Sylvia Lehnen Jul 29, 2009

WIIFM (What’s In It For Me) is the mantra of sales people and marketers. To get prospects to consider your product, you better know what that product can do for them. How it solves their problem. Makes their lives better. Helps them sleep at night.

 

When it comes to CRM, there’s lots of research that shows that lack of user adoption—that’s consultant speak for people saying “no thanks"—is one of the main reasons CRM projects fail. The last Best Practice post "Adoption"  included ways to measure adoption and tips for motivating people to use the app.

 

This post is about fixing one huge reason why people resist getting on board—the data is confusing, incomplete, or misleading. Ask them why they’re not using the app and they’re not likely to say “data quality.” But look at what’s causing their frustration with finding information, or knowing which information is “right,” and you can bet there's a problem with data quality. 

 

The bottom line: Bad data is bad for business. Bad data makes people think there's not much in it for them. Do your business—and your users—a favor and make sure your data is clean, stays clean, and contains those special nuggets of information that make people love CRM.

 

Oliver Demuth, the author of this paper, also had this comment: "It's critical that you train your users in how they can contribute to data quality. If everyone contributes, everyone benefits from accurate data."

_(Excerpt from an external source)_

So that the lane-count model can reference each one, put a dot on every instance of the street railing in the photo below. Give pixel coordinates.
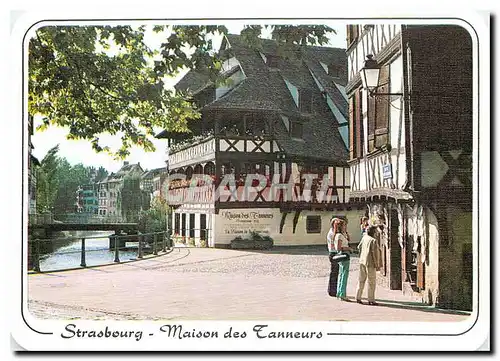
(157, 242)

Has bad data affected your project and what have you done to fix it? And will the advice in this Best Practice help?

 

8 Comments

Bill Kalma

If there is one piece of advice that a CRM champion should take, it is to follow these steps for data quality. There is often a lot of focus on feature-functionality when implementing a new system, but it is the data that will ultimately define success. When users have a lack of confidence is the reliability of their data in the system, they are much less likely to be strong adopters. This fact has been proven hundreds of time over in these types of initiatives.
This is a great summary of an otherwise complex topic.

Mark Conklin

Anyone interested in data quality and project success should take advantage of this document. Reading this short, concise, two-pager was time well spent.

Paul Bryant

Without a doubt this document is extremely valuable as it speaks to my efforts, as a new administrator to a company that has years of built-up bad data, to not only make our CRM more useful but provide our salespeople a reservoir of useful information. This document provides great insight and detail into how to boost user's adoption rate as well as improve accuracy of Data.

jay pitzer

we use this document a lot in presentations with our products. get the data clean before you bring it into your CRM then keep it clean moving forward. once you lose the respect of your sales team with bad data it is hard to get it back.

Sylvia Lehnen

Jay, that's a great point for anyone who's tempted to "do it later." Also, it's really good to know you're using this document with your customers.

Amy Dragovich

This is a valuable resource document, particularly for organizations like ours as we migrate away from an old system full of bad data, to our new CRM. I will be keeping this document close by... a great tool for presentation and reference.

Morten E Hansen

As data quality has a tendency to be a one-off project and then forgotten for years I would recommend this document for companies new to CRM but also as a point of reference for companies wanting maximum ROI on their CRM investment post-deployment. The value lost due to poor data quality and the cost of the project to 're-clean' data are usually significantly higher than the cost of having proper data quality maintenance processes in place.

Ian McGrady

Data quality can sink the ship. Customers really want sincerity in their relationships. This is a principle perfectly consistent with social marketing as demonstrated by Godin.